In the postgenomic era, opportunities are rich for large-scale, omics approaches for target discovery. Gene editing technologies have significantly improved the landscape for drug development, but blind spots in the reach of these tools are now starting to become apparent. Programme failure due to poor druggabilty profiles is a common theme and progressing new undruggable targets without due support is still perceived as an untenable risk. An ability to modulate the nuances of biological function in high throughput is crucial to adequately probe the druggable space for any disease pathophysiology, and crude on/off perturbation tools are rarely able to screen with this degree of sensitivity. Without such improved tools, the substantial efforts in unbiased drug target ID are likely to yield a pool of promising and yet unactionable candidates.
To fulfil this critical need in drug discovery, we have developed SITESEEKER®, a novel screening technology operating at a substantially greater magnitude of complexity than extant screening platforms. Our unique approach exploits protein interference (or PROTEINi), targeting diseases with computationally-derived coded peptide fragments, evolutionarily enriched for function that can enact precise phenotypic perturbations. The use of a peptide-based element in the context of a functional genomic screen allows for the pre-discovery of the mechanisms for drug development in addition to the ID of new phenotypically tractable targets and significantly truncates the path from target ID to drug development.

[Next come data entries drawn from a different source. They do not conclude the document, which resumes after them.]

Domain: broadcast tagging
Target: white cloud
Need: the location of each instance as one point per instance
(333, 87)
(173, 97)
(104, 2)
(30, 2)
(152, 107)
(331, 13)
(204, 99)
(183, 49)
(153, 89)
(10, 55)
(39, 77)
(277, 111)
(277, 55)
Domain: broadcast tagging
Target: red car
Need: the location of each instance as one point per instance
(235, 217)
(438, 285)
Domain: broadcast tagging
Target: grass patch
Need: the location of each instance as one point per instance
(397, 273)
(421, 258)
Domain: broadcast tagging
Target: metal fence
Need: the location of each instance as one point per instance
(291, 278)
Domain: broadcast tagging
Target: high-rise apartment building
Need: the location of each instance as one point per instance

We have applied PROTEINi screening in several new areas in serious need of new clinical assets, uncovering new and unprecedented targets and drugs now in late stages of pre-clinical development. In particular, we have deployed SITESEEKER to the challenges of new E3 ligase discovery towards the pursuit of new bifunctional degrader molecules, capable of modulating otherwise undruggable targets. Our cache of novel E3 ligase ligands are active against numerous therapeutic targets and showcase the breadth of proteome space yet to explore in this critical field. We have used combinatorial CRISPR-based screening to unpick the functional dependencies of each degrading PROTEINi and map novel ligands to their cognate E3 ligase. Eight such ligases have progressed through to the early stages of small molecule development, yielding several series primed for development as either bifunctional degraders or monovalent molecular glues. Our SITESEEKER platform is therefore uniquely positioned to dramatically decrease the time taken for new molecules to reach the clinic and positively impact patient outcomes.